To demonstrate these probes behavior, I am going to create a very simple Spring boot application with a single controller.
Sample Application:
I am creating a very simple Spring boot application to show how things work! This is my project structure.
- ProbesDemoApplication.java
import org.springframework.boot.SpringApplication;
import org.springframework.boot.autoconfigure.SpringBootApplication;
@SpringBootApplication
public class ProbesDemoApplication {
public static void main(String[] args) {
SpringApplication.run(ProbesDemoApplication.class, args);
}
}
- ProbeController.java
- It has 2 end points. /health simply sleeps for the given time and responds with a message how long it was sleeping
- /processing-time/{time} – it sets new time for sleeping for any future /health requests
- The idea for the above requests to simulate some request processing time or to simulate server hanging behavior
- request.processing.time is injected as 0 by default.
import org.springframework.beans.factory.annotation.Value;
import org.springframework.http.ResponseEntity;
import org.springframework.web.bind.annotation.GetMapping;
import org.springframework.web.bind.annotation.PathVariable;
import org.springframework.web.bind.annotation.RestController;
@RestController
public class ProbeController {
private static final String MESSAGE = "Slept for %d ms";
@Value("${request.processing.time}")
private long requestProcessingTime;
@GetMapping("/processing-time/{time}")
public void setRequestProcessingTime(@PathVariable long time){
this.requestProcessingTime = time;
}
@GetMapping("/health")
public ResponseEntity<String> health() throws InterruptedException {
//sleep to simulate processing time
Thread.sleep(requestProcessingTime);
return ResponseEntity.ok(String.format(MESSAGE, requestProcessingTime));
}
}
- Dockerfile
- It accepts an env variable called START_DELAY to simulate slow server start time.
# Use JRE8 slim
FROM openjdk:8u191-jre-alpine3.8
# Add the app jar
ADD target/*.jar app.jar
ENTRYPOINT sleep ${START_DELAY:-0} && java -jar app.jar
- Dockerized the app as vinsdocker/probe-demo
Pod Deployment:
Lets deploy the above app.
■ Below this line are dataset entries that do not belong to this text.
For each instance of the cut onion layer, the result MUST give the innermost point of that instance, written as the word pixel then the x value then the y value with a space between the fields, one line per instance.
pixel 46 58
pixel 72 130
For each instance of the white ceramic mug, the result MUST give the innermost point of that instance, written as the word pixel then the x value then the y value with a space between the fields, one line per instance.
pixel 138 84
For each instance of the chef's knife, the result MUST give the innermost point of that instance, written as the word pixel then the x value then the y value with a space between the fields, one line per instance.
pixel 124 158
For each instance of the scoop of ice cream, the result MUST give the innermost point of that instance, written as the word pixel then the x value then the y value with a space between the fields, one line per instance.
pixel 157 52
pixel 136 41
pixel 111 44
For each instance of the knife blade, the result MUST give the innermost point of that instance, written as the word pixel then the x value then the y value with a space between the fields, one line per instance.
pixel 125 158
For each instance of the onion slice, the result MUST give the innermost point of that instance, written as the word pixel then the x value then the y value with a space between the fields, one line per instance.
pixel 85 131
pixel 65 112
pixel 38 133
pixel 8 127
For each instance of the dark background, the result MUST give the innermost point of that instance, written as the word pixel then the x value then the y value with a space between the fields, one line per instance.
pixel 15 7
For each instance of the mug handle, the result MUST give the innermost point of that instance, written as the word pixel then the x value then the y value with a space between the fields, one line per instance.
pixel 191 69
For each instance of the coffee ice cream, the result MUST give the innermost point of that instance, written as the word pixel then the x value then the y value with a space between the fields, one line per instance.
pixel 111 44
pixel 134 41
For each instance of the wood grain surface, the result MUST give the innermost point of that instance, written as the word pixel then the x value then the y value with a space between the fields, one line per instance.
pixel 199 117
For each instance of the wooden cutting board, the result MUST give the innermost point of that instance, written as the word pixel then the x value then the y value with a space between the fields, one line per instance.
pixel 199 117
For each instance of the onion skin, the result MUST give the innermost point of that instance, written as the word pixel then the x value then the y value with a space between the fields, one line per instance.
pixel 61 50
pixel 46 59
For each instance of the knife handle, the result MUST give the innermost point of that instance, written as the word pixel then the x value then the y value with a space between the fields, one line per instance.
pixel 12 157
I am creating 2 replicas. I pass the start delay as 60 seconds. Request processing time is 0 seconds.
apiVersion: apps/v1
kind: Deployment
metadata:
labels:
run: probe-demo
name: probe-demo
spec:
replicas: 2
selector:
matchLabels:
run: probe-demo
template:
metadata:
labels:
run: probe-demo
spec:
containers:
- image: vinsdocker/probe-demo
name: probe-demo
env:
- name: START_DELAY
value: "60"
ports:
- containerPort: 8080
- I save this file as pod-deployment.yaml. Run the below command to deploy.
kubectl apply -f pod-deployment.yaml
- Lets expose these pods via a service.
apiVersion: v1
kind: Service
metadata:
labels:
app: probe-demo
name: probe-demo
spec:
selector:
run: probe-demo
type: NodePort
ports:
- name: 8080-8080
port: 8080
protocol: TCP
targetPort: 8080
nodePort: 30001
- I save the above content as service.yaml. Run the below command
kubectl apply -f service.yaml
- Check the Kubernetes resources status.
- As per Kubernetes, containers started running. So they are in Ready status within 5 seconds.
- Now, Lets try to access the application within 60 seconds.
- If you are within the cluster, access like this (if not, use your machine ip:nodeport)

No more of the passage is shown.